August 27, 2015 by Beeson Tayer & Bodine
Beeson, Tayer & Bodine, which represents the petitioning labor union, Teamsters Local 350, applauds the Board’s return of the Joint Employment standard to its historical roots and to a fealty to the terms and purpose of the National Labor Relations Act. The Board articulated the new standard as: Two or more employers will be found joint employers if (1) both employers are employers within the meaning of the Act; and (2) they share or co-determine those matters governing the essential terms and conditions of employment.

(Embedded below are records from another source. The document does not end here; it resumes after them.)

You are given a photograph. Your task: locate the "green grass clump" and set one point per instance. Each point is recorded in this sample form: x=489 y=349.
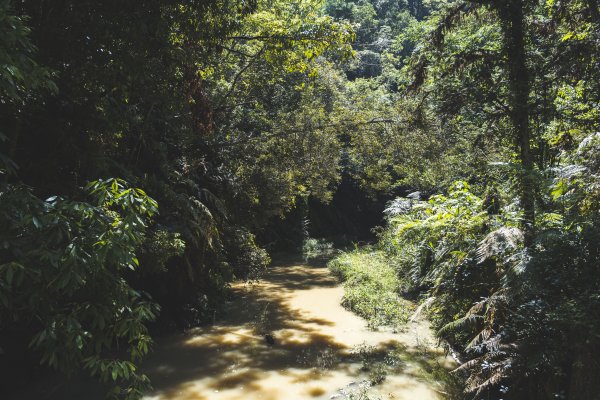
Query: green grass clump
x=371 y=288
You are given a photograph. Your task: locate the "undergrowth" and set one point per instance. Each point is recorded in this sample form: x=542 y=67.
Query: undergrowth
x=371 y=288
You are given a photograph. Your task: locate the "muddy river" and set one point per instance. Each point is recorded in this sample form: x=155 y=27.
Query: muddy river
x=320 y=350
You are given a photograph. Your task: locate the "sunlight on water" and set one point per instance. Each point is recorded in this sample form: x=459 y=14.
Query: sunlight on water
x=314 y=355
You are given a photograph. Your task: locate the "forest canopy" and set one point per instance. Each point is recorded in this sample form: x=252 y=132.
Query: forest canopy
x=152 y=152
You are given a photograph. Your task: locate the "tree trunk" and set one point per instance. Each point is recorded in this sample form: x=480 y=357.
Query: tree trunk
x=513 y=27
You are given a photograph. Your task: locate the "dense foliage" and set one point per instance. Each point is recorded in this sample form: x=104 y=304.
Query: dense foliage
x=217 y=118
x=503 y=96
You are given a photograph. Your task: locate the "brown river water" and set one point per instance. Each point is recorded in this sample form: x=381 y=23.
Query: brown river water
x=321 y=350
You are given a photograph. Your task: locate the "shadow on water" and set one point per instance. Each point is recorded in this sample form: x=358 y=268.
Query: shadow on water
x=314 y=353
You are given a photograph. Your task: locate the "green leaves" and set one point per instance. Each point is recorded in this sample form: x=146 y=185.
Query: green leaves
x=72 y=257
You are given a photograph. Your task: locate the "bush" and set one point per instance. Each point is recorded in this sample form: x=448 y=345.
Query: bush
x=371 y=287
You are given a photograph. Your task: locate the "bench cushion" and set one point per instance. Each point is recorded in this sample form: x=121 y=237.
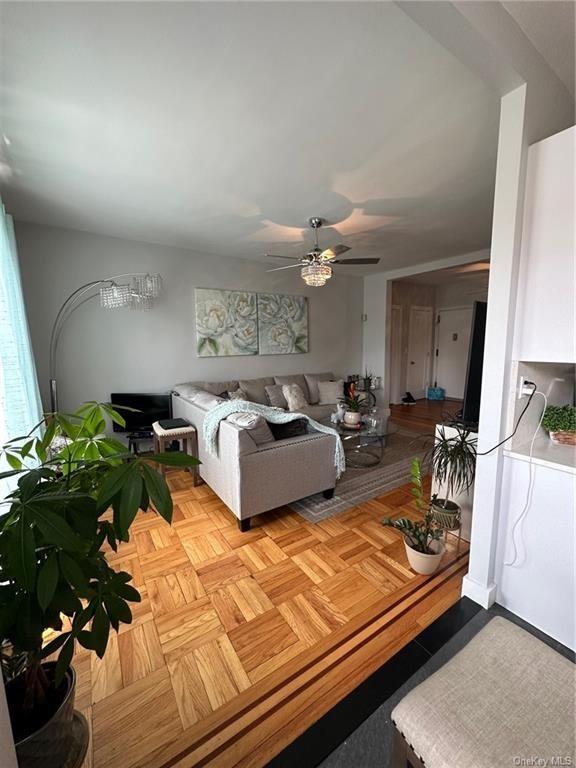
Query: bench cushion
x=505 y=696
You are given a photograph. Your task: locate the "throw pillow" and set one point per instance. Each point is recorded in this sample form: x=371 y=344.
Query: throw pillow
x=257 y=426
x=330 y=391
x=294 y=397
x=290 y=429
x=276 y=396
x=238 y=394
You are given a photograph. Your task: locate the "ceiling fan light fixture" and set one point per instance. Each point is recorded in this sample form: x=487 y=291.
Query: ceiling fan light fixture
x=316 y=275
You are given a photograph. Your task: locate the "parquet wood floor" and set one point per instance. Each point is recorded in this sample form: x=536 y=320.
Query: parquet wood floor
x=243 y=640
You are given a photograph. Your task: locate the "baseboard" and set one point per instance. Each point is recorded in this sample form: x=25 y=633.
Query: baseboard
x=480 y=593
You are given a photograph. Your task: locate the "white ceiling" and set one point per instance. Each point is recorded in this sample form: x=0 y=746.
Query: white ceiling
x=550 y=25
x=220 y=127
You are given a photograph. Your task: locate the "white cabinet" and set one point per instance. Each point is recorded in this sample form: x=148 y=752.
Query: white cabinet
x=540 y=585
x=545 y=299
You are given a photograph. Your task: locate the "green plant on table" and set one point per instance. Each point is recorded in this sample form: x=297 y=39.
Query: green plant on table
x=420 y=534
x=53 y=536
x=560 y=418
x=353 y=401
x=453 y=462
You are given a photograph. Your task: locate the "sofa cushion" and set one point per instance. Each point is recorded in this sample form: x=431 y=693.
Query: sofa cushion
x=330 y=391
x=256 y=389
x=257 y=426
x=216 y=387
x=319 y=412
x=275 y=396
x=207 y=401
x=312 y=380
x=238 y=394
x=290 y=429
x=294 y=396
x=297 y=378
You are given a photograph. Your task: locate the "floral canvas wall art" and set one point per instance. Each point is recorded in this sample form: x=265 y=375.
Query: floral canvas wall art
x=282 y=324
x=226 y=323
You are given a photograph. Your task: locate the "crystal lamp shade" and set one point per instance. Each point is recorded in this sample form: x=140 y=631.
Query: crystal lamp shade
x=316 y=274
x=115 y=296
x=148 y=286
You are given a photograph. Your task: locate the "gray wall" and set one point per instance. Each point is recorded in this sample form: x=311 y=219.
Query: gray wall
x=103 y=351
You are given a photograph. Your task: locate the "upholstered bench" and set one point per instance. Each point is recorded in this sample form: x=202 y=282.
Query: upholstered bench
x=504 y=700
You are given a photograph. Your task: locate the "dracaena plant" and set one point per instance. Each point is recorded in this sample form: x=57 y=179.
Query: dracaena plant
x=54 y=530
x=422 y=533
x=453 y=462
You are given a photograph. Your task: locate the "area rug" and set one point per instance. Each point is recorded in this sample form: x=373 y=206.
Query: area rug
x=358 y=485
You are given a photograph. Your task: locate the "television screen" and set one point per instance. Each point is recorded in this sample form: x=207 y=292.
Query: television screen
x=150 y=408
x=472 y=389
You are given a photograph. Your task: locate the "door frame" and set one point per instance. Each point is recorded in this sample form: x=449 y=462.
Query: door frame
x=428 y=367
x=396 y=386
x=437 y=333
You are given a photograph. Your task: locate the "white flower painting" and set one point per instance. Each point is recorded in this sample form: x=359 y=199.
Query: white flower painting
x=282 y=324
x=244 y=323
x=226 y=323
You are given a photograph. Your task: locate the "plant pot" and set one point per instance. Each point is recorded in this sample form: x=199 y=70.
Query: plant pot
x=423 y=563
x=447 y=514
x=563 y=438
x=62 y=741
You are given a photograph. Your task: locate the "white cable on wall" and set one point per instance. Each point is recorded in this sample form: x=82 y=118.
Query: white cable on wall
x=528 y=502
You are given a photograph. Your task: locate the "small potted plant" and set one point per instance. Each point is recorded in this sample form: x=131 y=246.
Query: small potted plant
x=422 y=538
x=453 y=466
x=560 y=421
x=352 y=402
x=56 y=586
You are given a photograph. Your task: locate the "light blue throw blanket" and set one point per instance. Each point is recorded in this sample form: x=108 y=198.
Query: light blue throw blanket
x=275 y=415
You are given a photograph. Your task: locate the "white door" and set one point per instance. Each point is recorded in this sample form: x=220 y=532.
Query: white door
x=452 y=341
x=419 y=350
x=396 y=354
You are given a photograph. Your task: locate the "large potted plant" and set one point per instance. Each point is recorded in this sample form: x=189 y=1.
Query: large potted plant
x=55 y=582
x=560 y=421
x=353 y=403
x=421 y=538
x=453 y=466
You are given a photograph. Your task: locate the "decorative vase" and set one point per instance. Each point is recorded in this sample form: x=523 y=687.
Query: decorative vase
x=63 y=740
x=422 y=563
x=447 y=514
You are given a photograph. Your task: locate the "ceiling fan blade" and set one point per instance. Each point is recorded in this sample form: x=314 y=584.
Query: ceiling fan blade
x=290 y=266
x=355 y=261
x=336 y=250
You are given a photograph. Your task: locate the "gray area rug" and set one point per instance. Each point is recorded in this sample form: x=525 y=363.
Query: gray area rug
x=371 y=744
x=358 y=485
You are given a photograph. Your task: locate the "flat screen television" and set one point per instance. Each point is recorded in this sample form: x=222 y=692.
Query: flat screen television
x=150 y=408
x=471 y=405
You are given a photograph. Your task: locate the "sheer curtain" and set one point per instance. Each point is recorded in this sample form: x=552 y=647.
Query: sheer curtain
x=20 y=406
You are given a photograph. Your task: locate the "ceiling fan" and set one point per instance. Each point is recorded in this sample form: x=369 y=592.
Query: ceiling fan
x=316 y=265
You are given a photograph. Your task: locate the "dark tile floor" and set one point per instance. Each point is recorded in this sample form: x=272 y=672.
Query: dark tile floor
x=357 y=733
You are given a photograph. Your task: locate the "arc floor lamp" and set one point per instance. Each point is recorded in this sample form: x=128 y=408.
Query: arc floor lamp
x=139 y=294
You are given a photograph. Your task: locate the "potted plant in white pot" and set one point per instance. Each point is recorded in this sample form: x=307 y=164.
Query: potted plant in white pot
x=453 y=466
x=421 y=538
x=560 y=421
x=353 y=404
x=54 y=577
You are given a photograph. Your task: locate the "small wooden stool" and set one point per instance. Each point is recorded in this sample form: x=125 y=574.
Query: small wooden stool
x=186 y=436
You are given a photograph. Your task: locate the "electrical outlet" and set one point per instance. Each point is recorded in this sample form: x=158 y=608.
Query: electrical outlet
x=525 y=388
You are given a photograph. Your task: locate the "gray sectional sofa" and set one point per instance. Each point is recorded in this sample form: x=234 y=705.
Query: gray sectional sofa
x=253 y=472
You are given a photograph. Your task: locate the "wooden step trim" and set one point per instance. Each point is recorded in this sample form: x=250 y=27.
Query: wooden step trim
x=198 y=746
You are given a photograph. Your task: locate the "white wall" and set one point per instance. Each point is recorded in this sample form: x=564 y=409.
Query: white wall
x=102 y=351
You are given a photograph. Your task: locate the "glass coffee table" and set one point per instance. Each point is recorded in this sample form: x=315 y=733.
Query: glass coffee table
x=364 y=446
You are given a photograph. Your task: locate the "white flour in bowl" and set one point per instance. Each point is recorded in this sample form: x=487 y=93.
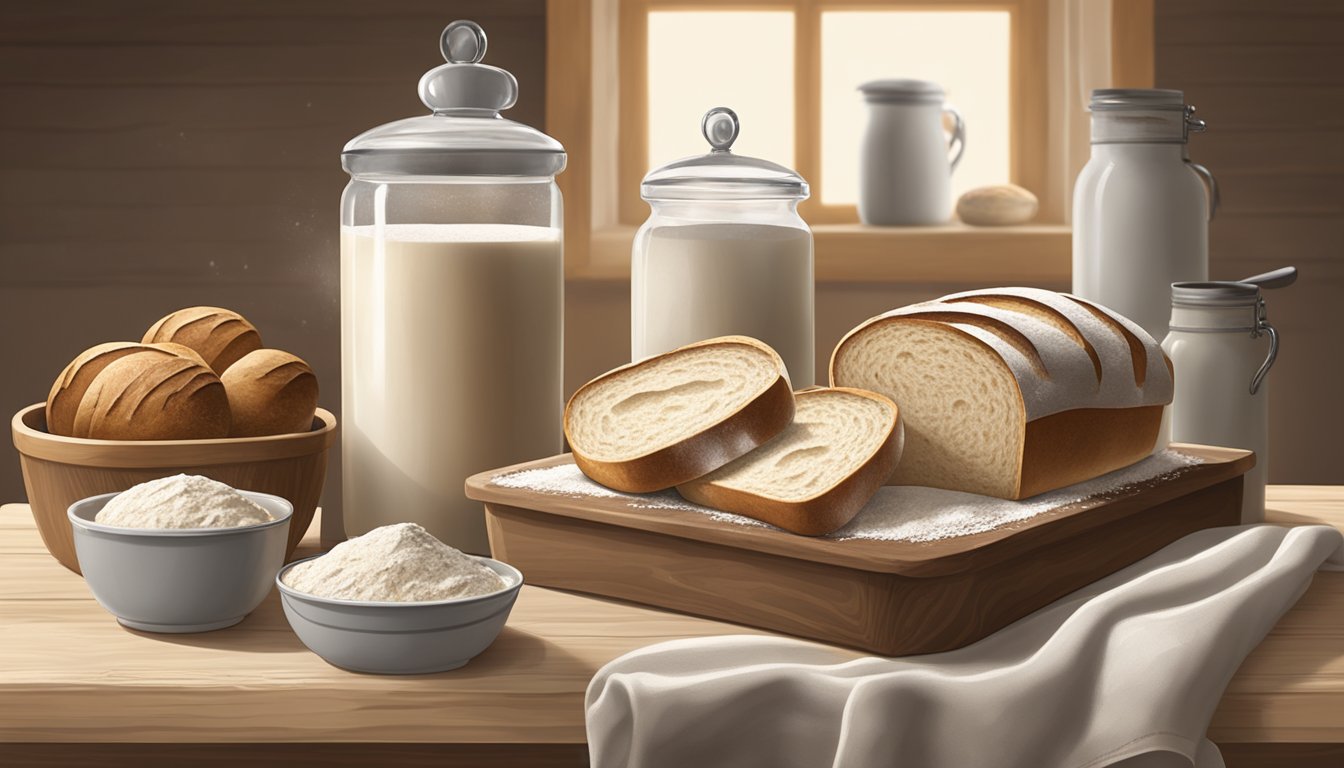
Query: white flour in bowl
x=394 y=564
x=182 y=502
x=895 y=513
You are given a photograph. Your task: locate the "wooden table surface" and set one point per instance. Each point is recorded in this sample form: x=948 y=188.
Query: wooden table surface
x=77 y=689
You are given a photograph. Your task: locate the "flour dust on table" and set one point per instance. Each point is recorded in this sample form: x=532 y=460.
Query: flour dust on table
x=895 y=513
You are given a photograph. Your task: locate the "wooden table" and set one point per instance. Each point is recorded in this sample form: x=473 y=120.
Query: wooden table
x=77 y=689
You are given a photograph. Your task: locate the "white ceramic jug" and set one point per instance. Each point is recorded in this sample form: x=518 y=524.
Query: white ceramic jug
x=905 y=171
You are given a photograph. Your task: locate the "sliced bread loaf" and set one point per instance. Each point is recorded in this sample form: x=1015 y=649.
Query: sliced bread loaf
x=649 y=425
x=813 y=478
x=1011 y=392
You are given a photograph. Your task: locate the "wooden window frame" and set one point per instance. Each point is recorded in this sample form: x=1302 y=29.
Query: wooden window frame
x=598 y=109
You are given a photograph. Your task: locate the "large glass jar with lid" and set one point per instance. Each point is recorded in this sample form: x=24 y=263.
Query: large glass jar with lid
x=452 y=300
x=723 y=252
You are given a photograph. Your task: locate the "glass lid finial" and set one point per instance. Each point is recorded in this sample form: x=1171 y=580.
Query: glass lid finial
x=721 y=128
x=463 y=42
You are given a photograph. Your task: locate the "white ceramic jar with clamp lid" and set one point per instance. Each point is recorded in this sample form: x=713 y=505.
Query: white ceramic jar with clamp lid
x=1222 y=347
x=1140 y=206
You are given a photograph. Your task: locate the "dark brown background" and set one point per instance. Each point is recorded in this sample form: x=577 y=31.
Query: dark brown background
x=160 y=155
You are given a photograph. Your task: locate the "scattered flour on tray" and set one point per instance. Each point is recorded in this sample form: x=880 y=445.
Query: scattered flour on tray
x=394 y=564
x=182 y=502
x=895 y=513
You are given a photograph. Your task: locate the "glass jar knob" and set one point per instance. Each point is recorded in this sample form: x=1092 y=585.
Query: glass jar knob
x=721 y=128
x=463 y=42
x=465 y=86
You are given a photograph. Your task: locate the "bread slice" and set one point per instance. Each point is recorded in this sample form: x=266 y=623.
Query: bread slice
x=813 y=478
x=1011 y=392
x=649 y=425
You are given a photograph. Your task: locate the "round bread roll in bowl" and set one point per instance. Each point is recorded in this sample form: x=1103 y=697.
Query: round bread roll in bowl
x=270 y=393
x=221 y=336
x=182 y=351
x=73 y=382
x=153 y=394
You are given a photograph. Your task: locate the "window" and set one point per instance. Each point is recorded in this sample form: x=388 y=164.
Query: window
x=628 y=82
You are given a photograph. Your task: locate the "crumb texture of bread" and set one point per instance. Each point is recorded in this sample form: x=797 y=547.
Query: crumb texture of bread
x=669 y=398
x=962 y=412
x=973 y=371
x=832 y=433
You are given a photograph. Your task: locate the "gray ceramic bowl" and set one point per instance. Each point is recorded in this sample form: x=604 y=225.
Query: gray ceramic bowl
x=182 y=580
x=401 y=638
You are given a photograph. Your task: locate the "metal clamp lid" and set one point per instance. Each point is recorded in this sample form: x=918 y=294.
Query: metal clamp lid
x=1246 y=292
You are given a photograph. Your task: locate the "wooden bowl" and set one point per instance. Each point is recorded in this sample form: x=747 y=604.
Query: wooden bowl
x=59 y=471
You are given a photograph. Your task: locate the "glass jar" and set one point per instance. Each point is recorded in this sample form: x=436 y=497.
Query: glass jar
x=452 y=300
x=723 y=252
x=1222 y=347
x=1140 y=206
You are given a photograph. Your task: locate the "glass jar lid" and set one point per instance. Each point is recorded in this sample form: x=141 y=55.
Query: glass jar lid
x=465 y=135
x=721 y=175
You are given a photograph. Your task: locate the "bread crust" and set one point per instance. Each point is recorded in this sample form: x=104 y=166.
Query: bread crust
x=1081 y=444
x=74 y=379
x=827 y=511
x=270 y=392
x=754 y=424
x=221 y=336
x=153 y=394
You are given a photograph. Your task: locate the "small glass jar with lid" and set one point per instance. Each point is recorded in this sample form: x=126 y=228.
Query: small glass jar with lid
x=723 y=252
x=452 y=300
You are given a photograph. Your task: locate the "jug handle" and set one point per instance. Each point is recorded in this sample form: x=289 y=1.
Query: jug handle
x=1210 y=183
x=958 y=135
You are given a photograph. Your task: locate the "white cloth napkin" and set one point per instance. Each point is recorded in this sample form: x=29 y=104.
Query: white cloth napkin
x=1128 y=670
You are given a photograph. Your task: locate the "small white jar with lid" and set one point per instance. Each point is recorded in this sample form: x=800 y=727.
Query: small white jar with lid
x=725 y=252
x=906 y=164
x=1222 y=347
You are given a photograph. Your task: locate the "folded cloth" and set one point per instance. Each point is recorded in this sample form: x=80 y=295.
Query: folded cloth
x=1126 y=670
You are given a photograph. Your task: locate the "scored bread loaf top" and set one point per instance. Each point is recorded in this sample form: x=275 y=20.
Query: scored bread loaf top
x=1066 y=353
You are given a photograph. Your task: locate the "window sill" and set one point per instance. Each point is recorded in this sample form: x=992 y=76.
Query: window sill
x=1028 y=254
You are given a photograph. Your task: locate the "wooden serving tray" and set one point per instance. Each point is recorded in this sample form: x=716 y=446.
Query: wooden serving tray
x=883 y=596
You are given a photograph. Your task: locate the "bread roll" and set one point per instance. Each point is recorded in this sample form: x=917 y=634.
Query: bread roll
x=270 y=393
x=153 y=394
x=221 y=336
x=70 y=386
x=182 y=351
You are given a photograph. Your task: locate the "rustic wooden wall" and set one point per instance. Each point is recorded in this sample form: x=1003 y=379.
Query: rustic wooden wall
x=159 y=155
x=1269 y=78
x=156 y=155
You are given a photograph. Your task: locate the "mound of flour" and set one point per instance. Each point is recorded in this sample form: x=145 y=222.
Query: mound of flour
x=182 y=502
x=399 y=564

Applying this standard, the Board found that BFI jointly employed the recyclery workers because of BFI’s exercise of indirect and direct control over the recyclery employees as well as its reserved authority over them, if not actually exercised. We are gratified the Board has vindicated these employees’ rights to achieve meaningful collective bargaining directly with the entity that determines the economic realities and conditions of their employment, and are hopeful this decision will improve conditions within today’s fractured, fissured workplace. We also applaud Teamsters Local 350’s commitment and perseverance during the long process required to achieve this important victory.
We will provide a more thorough analysis after we have reviewed the decision in detail.